La tenacia period la guida dell’Illinois. Gli Illini hanno rafforzato le viti difensive e hanno superato i Cougars sul vetro, confermando la loro reputazione di gruppo tenace e negando ogni presupposto che il secondo attacco più efficiente della nazione non potesse abbassarsi e sporcarsi se necessario.
“Penso che ci sia un’attenzione straordinaria”, ha detto Underwood riguardo al miglioramento difensivo dell’Illinois negli ultimi tempi. “Penso che ci sia maturità… Siamo stati molto specifici su come vogliamo fare alcune cose. E poi guardando il movie della partita di (giovedì) sera, ho pensato che la cosa più impressionante fosse che non sentivo che ci fosse un possesso palla che ci mancava.
“Pensavo che avessimo la mentalità alzata e non ci fossero molti errori nei rapporti di scouting”.
L’Iowa ha visto lo stesso movie e sa che lo attende una battaglia fisica. La vita nella Huge Ten li ha preparati per ciò che li aspetta e gli Occhi di Falco stanno accettando questo compito.
“Penso che dobbiamo essere tutti pronti a partire”, ha detto la guardia All-American con menzione d’onore dell’Iowa, Bennett Stirtz. “Si schiantano cinque volte e sono la squadra con i migliori rimbalzi tra i Huge Ten.
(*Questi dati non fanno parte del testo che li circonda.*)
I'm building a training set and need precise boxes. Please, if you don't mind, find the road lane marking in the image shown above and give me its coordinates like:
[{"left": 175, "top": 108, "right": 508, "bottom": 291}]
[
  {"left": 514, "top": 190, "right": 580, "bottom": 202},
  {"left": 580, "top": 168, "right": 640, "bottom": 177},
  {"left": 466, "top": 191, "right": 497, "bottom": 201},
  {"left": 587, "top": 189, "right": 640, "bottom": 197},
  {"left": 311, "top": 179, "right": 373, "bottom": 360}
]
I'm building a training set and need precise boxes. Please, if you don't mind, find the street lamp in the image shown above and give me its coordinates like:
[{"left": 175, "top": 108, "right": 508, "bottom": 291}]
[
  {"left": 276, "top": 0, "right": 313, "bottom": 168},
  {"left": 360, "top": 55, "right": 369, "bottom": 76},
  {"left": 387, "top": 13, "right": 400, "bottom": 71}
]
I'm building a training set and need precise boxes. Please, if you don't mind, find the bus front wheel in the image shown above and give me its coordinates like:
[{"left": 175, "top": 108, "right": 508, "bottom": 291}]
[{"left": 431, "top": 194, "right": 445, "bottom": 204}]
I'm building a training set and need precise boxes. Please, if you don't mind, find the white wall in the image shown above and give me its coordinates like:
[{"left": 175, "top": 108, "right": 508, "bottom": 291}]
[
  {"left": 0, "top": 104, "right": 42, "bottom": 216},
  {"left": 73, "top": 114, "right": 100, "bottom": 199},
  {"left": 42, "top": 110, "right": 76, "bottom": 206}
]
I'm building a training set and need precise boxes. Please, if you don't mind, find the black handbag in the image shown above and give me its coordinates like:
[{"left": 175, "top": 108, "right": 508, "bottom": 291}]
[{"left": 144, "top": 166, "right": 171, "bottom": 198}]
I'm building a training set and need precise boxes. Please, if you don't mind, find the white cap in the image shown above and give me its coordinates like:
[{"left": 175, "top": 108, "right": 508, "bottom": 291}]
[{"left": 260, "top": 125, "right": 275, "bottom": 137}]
Quindi abbiamo avuto alcune sfide l’ultima partita e dovevamo sicuramente essere pronti a partire. Si inizia con i massive, ma inizia anche con le guardie.
“Keaton ha avuto 12 rimbalzi, quindi io, Kael (Combs) e gli altri ragazzi, Tate (Sage) – dobbiamo essere davvero pronti a partire, e non è nemmeno necessario togliere un possesso palla. Devi fare ogni possesso.”
L’Illini è andato in trasferta e ha vinto l’unico incontro tra le due squadre in questa stagione 75-69 l’11 gennaio.